The Lightning's Matt Matteson gets answers to reades' questions.
Q. How much does our population increase during the summer months?
If Henderson County were Nags Head, we could simply count the people as they drove over the bridge. Not so easy. I first posed your question to our county planning folks but they came up dry. Next stop was the Postal Service but they don't track seasonal mail stops. Our tourism office keeps visitor lodging data but those numbers spike on weekends and I needed to capture a broader and sustained summer population group.

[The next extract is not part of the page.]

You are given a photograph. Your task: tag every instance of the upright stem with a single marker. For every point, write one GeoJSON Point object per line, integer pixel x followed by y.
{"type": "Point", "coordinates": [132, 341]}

So absent any official data on seasonal population I took it upon myself to gather my own. I needed to convert available statistics into people using what I call "measurables" – items that would gauge population change but would be least affected by age, economic status, personal preference, or geography. The five I chose were water consumption, solid waste, EMS calls, ABC store sales and a commodity — paper towel sales. Since retail sales data is highly proprietary, I was grateful to get help from one local retailer. For my spring vs. summer model I grouped February, March and April and compared them to June, July and August. My data went back three years. I was now armed with numbers; I just wasn't sure how to use them.
Throwing out all accepted mathematical practices, I employed my own guerrilla statistics (the term "voodoo" was already taken). I factored the percentage increase from each of the five groups based upon their respective relevance (decided by me). Solid waste was given the highest value and EMS calls the lowest with the others falling in between. We host 36,000 summer campers who leave a much smaller footprint, so I added a separate factor for them and tacked that on at the end. So good readers, (drum roll please) I have estimated that the population in Henderson County increases by 21.6% during the summer months. Applying this to the official 2012 population of 108,266, the county swells by a net 23,385 people.
Now you might think the number would have been higher, but the seasonal population door swings both ways. Our incoming summer visitors are partially offset by our own folks heading to Paris or Myrtle Beach and using someone else's water! Sure, converting trash, water, and booze into people is probably bad science, but if you've got a better model, let's hear it.
Q. Is Hendersonville ready for its own Groundhog Day event? Chimney Rock has one.
And Charlotte has its Queen Charlotte, Raleigh has Sir Walter Wally (say that with a straight face) and Asheville has Nibbles, who calls the WNC Nature Center home. Those events are usually affiliated with some sort of zoo which we have none. BRCC once hosted a nature center about a dozen years ago. Its director, "Nature Joe" Duckett, couldn't find permanent funding and the center closed. Joe moved on to Montana but is now back in the nature business in Eureka, Calif. Hey, you gotta go where the critters are.